If Tarmac was offered for sale this week, it is thought that it would fetch around £3bn.
Currently Tarmac’s operational performance levels are well below those of Aggregate Industries, its leading UK competitor. Tarmac’s is also adrift of Hanson, another major rival.
Cynthia Carroll, Anglo’s new chief executive, has yet to declare her vision on whether she sees Tarmac as being one of the group’s core operations. Anglo is a global minerals operator. There is little synergy between mining for such minerals as platinum and the production of aggregates.
However Anglo’s previous chief executive had vigorously declared that Tarmac was not for sale while he held the reins.
One analyst said: “In Carroll’s shoes, you’d most likely announce on Friday that you’d sit on it, increase profitability, and then sell. As long as you believe you can sort it out, you’d most likely take that route.
“However, the push for global consolidation in aggregates could mean that a rival jumps the gun and pitches in with an offer that is simply too good to refuse. Hanson sold recently for a sum that made people’s eyes water.”
Tarmac’s annual operating profit runs to more than £200m, most of this from its UK operations.
Mike Betts, analyst with JP Morgan Chase, said: “Tarmac’s UK market shares are 21% in aggregates, 28% in asphalt and 24% in ready-mixed concrete. The regulator looks for a maximum figure of 30%, checking out the situation on a regional basis rather than just nationally.”

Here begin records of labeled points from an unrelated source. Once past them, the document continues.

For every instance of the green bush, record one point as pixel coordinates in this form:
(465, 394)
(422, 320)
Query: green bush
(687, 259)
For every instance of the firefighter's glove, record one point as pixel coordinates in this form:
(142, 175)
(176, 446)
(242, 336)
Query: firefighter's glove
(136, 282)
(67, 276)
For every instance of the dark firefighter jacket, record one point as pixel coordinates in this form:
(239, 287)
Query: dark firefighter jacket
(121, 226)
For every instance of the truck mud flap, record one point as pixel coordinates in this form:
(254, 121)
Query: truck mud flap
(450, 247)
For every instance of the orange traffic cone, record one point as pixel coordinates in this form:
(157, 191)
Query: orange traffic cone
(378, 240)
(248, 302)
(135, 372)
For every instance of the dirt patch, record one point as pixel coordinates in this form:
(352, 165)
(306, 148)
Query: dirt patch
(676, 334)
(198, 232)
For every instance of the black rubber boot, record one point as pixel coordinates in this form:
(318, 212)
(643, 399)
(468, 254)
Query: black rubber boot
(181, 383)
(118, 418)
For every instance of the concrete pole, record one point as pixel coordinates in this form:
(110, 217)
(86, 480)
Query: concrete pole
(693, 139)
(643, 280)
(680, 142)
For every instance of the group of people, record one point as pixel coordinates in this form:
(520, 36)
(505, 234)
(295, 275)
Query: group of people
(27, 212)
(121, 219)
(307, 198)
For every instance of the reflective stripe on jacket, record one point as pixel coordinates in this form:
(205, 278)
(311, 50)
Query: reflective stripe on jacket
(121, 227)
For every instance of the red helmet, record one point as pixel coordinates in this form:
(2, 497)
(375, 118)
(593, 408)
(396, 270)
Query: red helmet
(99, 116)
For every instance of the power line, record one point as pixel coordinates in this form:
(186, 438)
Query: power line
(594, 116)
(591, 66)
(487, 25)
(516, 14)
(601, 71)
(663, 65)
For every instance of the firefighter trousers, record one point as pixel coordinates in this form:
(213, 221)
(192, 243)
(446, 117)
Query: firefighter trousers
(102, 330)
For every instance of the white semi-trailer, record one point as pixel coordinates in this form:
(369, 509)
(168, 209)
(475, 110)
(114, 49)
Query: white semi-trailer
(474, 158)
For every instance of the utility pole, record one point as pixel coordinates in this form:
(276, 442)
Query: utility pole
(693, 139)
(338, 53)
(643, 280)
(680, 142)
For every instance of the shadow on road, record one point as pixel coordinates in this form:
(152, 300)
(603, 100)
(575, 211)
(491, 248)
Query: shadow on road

Tarmac’s major competitors already have sizeable operations in the UK. For example, Holcim has 18% in aggregates while RMC already has 24% of the ready-mixed concrete market.
On this basis, Lafarge would make the most suitable buyer, with an existing UK presence of 9% in aggregates, 6% in asphalt and 10% in ready-mixed concrete.
CRH, an aggressive buyer in recent years, might be daunted by the scale of the call: its biggest-ever deal runs to £500m, well short of the £3bn it would need to snap up Tarmac.
The Tarmac opportunity could be too good to miss for two major US players, Vulcan and Martin Marietta. Both have seen their rivals become increasingly global and neither has any foothold at all in the UK. Either could make an immediate swoop.